Bonhoeffer goes on to pointedly emphasize the sufficiency of Christ for our community. The Christ-constituted community that we have, he declares, “dismisses once and for all every clamorous desire for something more. One who wants more than what Christ has established does not want Christian brotherhood. He is looking for some extraordinary social experience which he has not found elsewhere; he is bringing muddled and impure desires into Christian brotherhood. Just at this point Christian brotherhood is threatened most often at the very start by the greatest danger of all, the danger of being poisoned at its root, the danger of confusing Christian brotherhood with some wishful idea of religious fellowship, of confounding the natural desire of the devout heart for community with the spiritual reality of Christian brotherhood.”4
Here we have a word of caution.
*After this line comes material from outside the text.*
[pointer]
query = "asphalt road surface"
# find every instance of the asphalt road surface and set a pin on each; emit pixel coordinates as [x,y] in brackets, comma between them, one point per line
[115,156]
Bonhoeffer would hardly deny the reality of losses from our “social distancing”. But our distance from each other is an occasion for critical reflection on what it is we really yearn for and miss the most. Do we miss Christian community or something more syncretistic? What “muddled and impure desires” surface during this time of distance? Are we longing for an “extraordinary social experience” or for “some wishful idea of religious fellowship”? Thankfully, Bonhoeffer does not provide examples, lest we too easily dismiss his caution as the problems of others. Rather, the general warning invites further self-reflection. Do we long for what Christ has established, or do we crave something extra?
Life apart refines our desires for life together.
The divine reality of our community
Christ’s church remains his church, whether it be gathered or scattered. It is a community already realized by the work of Christ and the Spirit. It is a divine and eschatological reality, created by God, and it remains so with indifference to our physical proximity. The reality of our community, its establishment in the eternal plan of God, ought then to characterize our disposition toward God and toward one another.
“Because God has already laid the only foundation of our fellowship, because God has bound us together in one body with other Christians in Jesus Christ, long before we entered into common life with them, we enter into that common life not as demanders but as thankful recipients. We thank God for what He has done for us. We thank God for giving us brethren who live by His call, by His forgiveness, and His promise. We do not complain of what God does not give us; we rather thank God for what He does give us daily.”4
Even in our isolation, we live as members of a divine reality, a community made real by God through Christ and by the Spirit. Thus, even as we yearn for corporeal presence, we yearn with hearts of gratitude. While we are experiencing loss, we dare not make demands. For we have not lost the divine reality that makes the church the church, and we must, then, not be short on joyful gratitude.
What has been lost? No shortage of liturgical practices, cultural habits, formative routines—all things that have shaped us into particular kinds of people and communities. What have we retained? All that makes the church the church: Jesus Christ.
Whether life apart or life together, we give thanks.